Thunderbolt 3 comes to Linux PCs

Dell is bringing Thunderbolt 3 to Linux systems via its upcoming XPS 13 Developer Edition laptop

Already compatible with Windows PCs and Macs, the super-fast Thunderbolt 3 connector technology will soon also work with Linux PCs.

The technology will be featured in a new model of Dell's upcoming XPS 13 Developer Edition, which will have Ubuntu Linux. Thunderbolt 3 will be available via a USB Type-C port.

The PC maker is building driver support for Thunderbolt 3 and USB Type-C into the XPS 13 Developer Edition, wrote a Dell employee in a company forum.
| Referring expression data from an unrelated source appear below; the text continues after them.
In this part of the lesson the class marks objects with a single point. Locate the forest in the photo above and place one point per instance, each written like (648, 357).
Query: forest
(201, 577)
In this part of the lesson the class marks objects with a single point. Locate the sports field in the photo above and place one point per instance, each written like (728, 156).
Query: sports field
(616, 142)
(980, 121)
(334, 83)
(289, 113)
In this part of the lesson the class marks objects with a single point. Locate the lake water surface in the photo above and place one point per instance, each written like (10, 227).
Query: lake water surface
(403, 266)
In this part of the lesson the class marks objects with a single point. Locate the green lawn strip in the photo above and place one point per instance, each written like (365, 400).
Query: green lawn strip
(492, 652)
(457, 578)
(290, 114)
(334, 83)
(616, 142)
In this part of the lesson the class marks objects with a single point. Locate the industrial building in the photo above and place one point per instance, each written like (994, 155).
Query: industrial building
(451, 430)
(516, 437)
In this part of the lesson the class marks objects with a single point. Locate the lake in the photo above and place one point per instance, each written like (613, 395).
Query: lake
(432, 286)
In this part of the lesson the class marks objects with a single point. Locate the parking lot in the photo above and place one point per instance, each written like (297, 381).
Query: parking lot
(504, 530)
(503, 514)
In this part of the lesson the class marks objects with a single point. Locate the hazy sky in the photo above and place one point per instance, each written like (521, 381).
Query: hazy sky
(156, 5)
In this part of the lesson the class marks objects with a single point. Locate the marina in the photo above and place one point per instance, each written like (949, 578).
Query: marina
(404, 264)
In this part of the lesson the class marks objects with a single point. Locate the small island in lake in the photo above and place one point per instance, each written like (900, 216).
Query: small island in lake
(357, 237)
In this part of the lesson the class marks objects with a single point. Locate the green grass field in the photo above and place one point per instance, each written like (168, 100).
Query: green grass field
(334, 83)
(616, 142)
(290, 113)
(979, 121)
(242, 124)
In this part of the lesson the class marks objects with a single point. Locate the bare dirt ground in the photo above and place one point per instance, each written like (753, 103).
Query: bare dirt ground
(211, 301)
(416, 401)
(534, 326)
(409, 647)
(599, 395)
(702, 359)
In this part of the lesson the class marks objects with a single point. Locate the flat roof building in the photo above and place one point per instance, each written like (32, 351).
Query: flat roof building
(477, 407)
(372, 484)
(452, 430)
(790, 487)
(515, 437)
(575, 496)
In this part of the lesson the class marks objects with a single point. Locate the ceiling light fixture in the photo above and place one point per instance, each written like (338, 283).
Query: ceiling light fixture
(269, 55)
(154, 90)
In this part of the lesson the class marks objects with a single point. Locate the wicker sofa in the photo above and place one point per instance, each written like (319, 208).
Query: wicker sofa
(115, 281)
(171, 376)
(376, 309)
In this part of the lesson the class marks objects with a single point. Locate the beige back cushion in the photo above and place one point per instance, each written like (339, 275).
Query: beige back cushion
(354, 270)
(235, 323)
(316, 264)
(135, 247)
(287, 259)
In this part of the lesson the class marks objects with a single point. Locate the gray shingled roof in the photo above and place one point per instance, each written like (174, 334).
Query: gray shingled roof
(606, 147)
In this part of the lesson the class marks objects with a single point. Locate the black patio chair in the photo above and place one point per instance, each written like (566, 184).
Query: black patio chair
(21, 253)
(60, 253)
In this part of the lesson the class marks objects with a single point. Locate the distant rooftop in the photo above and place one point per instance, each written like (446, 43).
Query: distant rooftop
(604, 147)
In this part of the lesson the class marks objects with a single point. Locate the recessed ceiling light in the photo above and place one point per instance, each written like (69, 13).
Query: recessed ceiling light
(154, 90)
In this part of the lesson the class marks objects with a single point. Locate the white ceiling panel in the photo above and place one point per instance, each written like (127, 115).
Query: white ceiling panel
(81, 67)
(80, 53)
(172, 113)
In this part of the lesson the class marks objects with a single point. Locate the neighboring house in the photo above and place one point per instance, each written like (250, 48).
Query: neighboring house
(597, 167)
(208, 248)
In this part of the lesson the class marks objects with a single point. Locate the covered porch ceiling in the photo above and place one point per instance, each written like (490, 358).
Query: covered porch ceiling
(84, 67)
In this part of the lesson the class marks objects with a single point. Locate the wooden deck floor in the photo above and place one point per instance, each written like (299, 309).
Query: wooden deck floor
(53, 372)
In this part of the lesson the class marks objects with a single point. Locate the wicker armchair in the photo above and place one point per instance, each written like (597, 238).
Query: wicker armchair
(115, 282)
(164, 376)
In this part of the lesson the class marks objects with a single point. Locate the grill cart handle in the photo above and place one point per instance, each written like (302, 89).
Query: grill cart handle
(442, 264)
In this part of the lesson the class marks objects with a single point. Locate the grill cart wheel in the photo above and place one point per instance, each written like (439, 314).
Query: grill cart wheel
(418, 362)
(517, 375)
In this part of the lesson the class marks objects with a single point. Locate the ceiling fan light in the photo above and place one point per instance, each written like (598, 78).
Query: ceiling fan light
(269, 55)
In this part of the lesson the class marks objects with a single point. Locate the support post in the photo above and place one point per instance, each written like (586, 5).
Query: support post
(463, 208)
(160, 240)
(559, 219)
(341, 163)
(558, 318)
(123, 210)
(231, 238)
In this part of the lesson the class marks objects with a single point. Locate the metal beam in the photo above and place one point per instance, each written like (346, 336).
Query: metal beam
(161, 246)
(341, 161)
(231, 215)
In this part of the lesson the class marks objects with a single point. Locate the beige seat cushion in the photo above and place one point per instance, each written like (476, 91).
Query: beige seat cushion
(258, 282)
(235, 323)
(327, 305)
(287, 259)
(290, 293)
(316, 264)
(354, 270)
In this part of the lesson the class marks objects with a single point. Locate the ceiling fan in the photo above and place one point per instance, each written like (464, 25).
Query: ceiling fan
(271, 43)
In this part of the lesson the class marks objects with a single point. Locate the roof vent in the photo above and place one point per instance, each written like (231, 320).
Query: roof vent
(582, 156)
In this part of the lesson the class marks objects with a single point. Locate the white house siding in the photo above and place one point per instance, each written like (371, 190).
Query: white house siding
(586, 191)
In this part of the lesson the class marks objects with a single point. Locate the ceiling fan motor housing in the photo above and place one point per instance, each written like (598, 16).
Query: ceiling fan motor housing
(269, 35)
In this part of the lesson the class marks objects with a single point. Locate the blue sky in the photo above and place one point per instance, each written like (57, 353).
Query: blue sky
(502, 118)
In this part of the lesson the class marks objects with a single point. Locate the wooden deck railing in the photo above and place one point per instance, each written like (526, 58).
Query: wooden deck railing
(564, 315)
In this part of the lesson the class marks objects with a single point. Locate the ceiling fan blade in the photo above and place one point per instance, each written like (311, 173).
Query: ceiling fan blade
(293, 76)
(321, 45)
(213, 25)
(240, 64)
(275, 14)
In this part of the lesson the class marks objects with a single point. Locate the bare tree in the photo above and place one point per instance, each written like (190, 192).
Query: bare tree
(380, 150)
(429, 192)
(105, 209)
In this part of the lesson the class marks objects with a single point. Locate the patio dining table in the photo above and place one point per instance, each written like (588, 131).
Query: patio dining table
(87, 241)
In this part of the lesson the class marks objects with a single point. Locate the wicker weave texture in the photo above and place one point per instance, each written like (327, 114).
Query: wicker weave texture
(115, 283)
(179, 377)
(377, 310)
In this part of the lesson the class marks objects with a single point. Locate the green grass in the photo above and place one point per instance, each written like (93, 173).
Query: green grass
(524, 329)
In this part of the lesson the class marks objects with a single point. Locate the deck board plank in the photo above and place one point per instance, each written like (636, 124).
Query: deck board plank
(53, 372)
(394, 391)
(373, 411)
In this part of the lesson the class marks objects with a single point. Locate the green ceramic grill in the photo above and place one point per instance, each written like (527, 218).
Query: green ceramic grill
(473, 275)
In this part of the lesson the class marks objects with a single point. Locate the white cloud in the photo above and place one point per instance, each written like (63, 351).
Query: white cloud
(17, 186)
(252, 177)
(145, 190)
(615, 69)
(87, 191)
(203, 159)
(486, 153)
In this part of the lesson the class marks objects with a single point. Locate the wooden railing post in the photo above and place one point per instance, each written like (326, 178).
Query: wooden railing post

Thunderbolt 3 is a connector technology that can hook up PCs to external peripherals like storage and monitors. It's like USB, but four times faster. A 4K movie could be transferred from an external storage device to a PC in 30 seconds.

Linux PCs will be a lot more capable with Thunderbolt 3. Users will be able to connect two 4K monitors simultaneously, connect to external graphics cards and establish a peer-to-peer network with other Linux PCs.

Thunderbolt 3 was introduced last year, and can transfer data at a whopping 40Gbps (bits per second). That is twice as fast as Thunderbolt 2, which was introduced in 2014.

The biggest change in Thunderbolt 3 is a move away from proprietary connectors to USB Type-C ports and cables. USB Type-C connectors are being added to PCs, but a special controller is needed for the port to be Thunderbolt 3-capable.

Thunderbolt 3 also supports Gigabit Ethernet, DisplayPort and the PCI-Express data transfer protocol.

But questions remain as to whether Thunderbolt 3 peripherals -- which need separate drivers -- will actually work on Linux PCs. No peripheral on the Thunderbolt Web site is listed as being Linux compatible.

Over time, more Linux PCs will be Thunderbolt 3 ready. Intel has already implemented Thunderbolt 3 drivers in the Linux kernel, a spokesman for the chip-maker said.

The XPS 13 Developer Edition laptop -- which is part of an internal Dell Linux development effort called "Project Sputnik" -- will have an Intel sixth-generation Core processor code-named Skylake. The laptop is expected to become available soon.

Project Sputnik started off an as experiment four years ago to bring Linux to thin-and-light laptops with touchscreens. Sputnik has evolved into a larger effort to develop tools and drivers for hardware like Thunderbolt 3 to work on Linux.